J’ai bien aimé l’article d’Isabelle Philippon dans la dernière édition du « Vif » du 7 novembre.
Elle y dresse un portrait sans concessions de Jean-Marie Dedekker et à travers lui de la fascination des médias pour ce genre de personnage au faux « parler vrai ». Ce sont des batteurs d’estrades et donc, on aime à les inviter pour le spectacle sans se rendre compte qu’on s’en fait leur complice en leur offrant une tribune dont ils sortent toujours gagnants. S’adressant à ce qu’il y a de pire en nous.
A une époque où la « pipolisation » de la politique, par l’aristocratisme partisan ou le vedettariat, a exacerbé une incompréhension entre dirigeants et dirigés plus grande que dans d’autres pays, du fait de la complexité des institutions, il faut s’attendre à tout et à voir surgir des « sauveurs-simplificateurs », des démagogues, qui vont aggraver cet éloignement. C’est vrai, la Belgique est administrée plutôt que gouvernée par une demi-douzaine de gouvernements et parlements, tous compétents en presque tout. Prendre des décisions y est plus difficile qu’ailleurs. Et la particratie (partitocratie en français) est reine. La fonction de président de parti est en réalité plus importante que celle de ministre, voire de Premier ministre fédéral. Ces importantes personnalités contrôlent, de fait, tous les pouvoirs, tant au niveau fédéral qu’à celui des entités fédérées.
Conséquence, les partis pèsent plus que les gouvernements. Une logique féodale et de vassalisation où les dérives et autres pistons ou sinécures sont nombreux, même si ce nombre est exagéré dans les esprits du fait du manque de transparence du système. Le désamour d’avec la classe politique est en proportion de ce sentiment. Terreau fertile pour la croissance de l’extrême droite ou du populisme qui n’est qu’une droite extrême.
Et pourtant, s'il faut reconnaître un - faux - mérite au populisme, c'est celui de rendre le discours politique plus largement accessible. En simplifiant les enjeux, ceux-ci deviendraient lisibles et, de ce fait, susceptibles d’être débattus. À outrance. Or, la simplification est-elle vraiment compatible avec la nuance et la complexité ?
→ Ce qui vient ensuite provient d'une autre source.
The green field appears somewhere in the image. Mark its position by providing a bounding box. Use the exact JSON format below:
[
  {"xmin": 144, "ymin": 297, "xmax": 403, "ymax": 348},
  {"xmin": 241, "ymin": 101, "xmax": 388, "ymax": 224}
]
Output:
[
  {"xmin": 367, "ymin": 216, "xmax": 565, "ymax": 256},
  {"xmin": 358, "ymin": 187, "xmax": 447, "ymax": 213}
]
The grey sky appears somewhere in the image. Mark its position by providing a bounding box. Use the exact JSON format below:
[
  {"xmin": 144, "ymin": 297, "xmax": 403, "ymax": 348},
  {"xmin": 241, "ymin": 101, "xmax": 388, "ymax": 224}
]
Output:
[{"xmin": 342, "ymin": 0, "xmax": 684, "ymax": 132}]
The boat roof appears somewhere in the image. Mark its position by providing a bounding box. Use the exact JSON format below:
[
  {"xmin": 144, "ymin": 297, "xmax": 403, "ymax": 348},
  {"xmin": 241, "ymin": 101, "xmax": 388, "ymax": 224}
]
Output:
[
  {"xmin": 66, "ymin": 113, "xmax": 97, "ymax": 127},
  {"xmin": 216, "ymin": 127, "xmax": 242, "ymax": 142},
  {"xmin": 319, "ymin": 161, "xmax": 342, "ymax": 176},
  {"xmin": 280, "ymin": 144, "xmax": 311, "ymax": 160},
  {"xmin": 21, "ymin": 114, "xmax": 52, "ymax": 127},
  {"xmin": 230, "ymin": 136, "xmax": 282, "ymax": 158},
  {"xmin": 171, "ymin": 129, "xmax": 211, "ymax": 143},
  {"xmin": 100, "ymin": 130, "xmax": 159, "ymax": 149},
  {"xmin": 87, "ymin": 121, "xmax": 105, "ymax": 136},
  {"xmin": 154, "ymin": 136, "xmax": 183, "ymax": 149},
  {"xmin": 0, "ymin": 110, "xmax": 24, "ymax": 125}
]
Chez nous, l’extrême droite venant de montrer son vrai visage - lamentablement, mais qui va s’en plaindre ? - il reste le populisme (ou la démagogie, mais il semble être devenu politiquement incorrect d'utiliser ce terme...). L'extrême droite ne devait ses succès que grâce à l'image tribunicienne-populiste du FN de Le Pen. Plus grave et aussi plus dangereux est le populisme d’exportation du sieur Aernoudt - ce fonctionnaire flamand sans emploi qui vient nous dire qu'il vaut mieux que les Wallons ne s'occupent pas eux-mêmes des choses sérieuses... - ou le populisme endogène dont heureusement une grosse part est noyée dans les appareils de partis. Qui oserait dire, en effet, que certains messages ne sont pas inspirés par l’obsession d’obtenir ou de garder un acquis électoral ?
Rappelons nous le fameux « Nous ne sommes demandeurs de rien »… Mais il y en a bien d’autres en pire... L'autophobie, la haine ou le mépris de soi, qui fait dire à certains que les wallons, incapables, seraient mieux dirigés par d'autres qu'eux-mêmes, quand ce n'est pas simplement par des... Flamands ! La candidature d'Aernoudt est indirectement une manière de nous faire la leçon et de nous inviter à nous conduire comme des colonisés...
Et alors ? Il faut dire la vérité, donner des contre-exemples et dénoncer ces gens de chez nous qui font encore mieux dans le mépris des nôtres que les pires des Flamands.
La gangrène du régime est telle qu’un résultat cumulé du Vlaams Belang et de la Lijst De Dekker inférieur à 50 % en Flandre sera considéré comme une grande victoire de la démocratie par les médias de langue française ! Est-ce une raison pour baisser les bras ?
Non, il faut dire et redire que voter pour l'extrême droite, la droite extrême ou les populistes, c'est se tromper de colère.
Revenons à l’article du Vif pour épingler quelques citations :
« Le populisme, c’est prendre des engagements que l’on sait impossibles à appliquer afin d’en tirer un bénéfice immédiat. »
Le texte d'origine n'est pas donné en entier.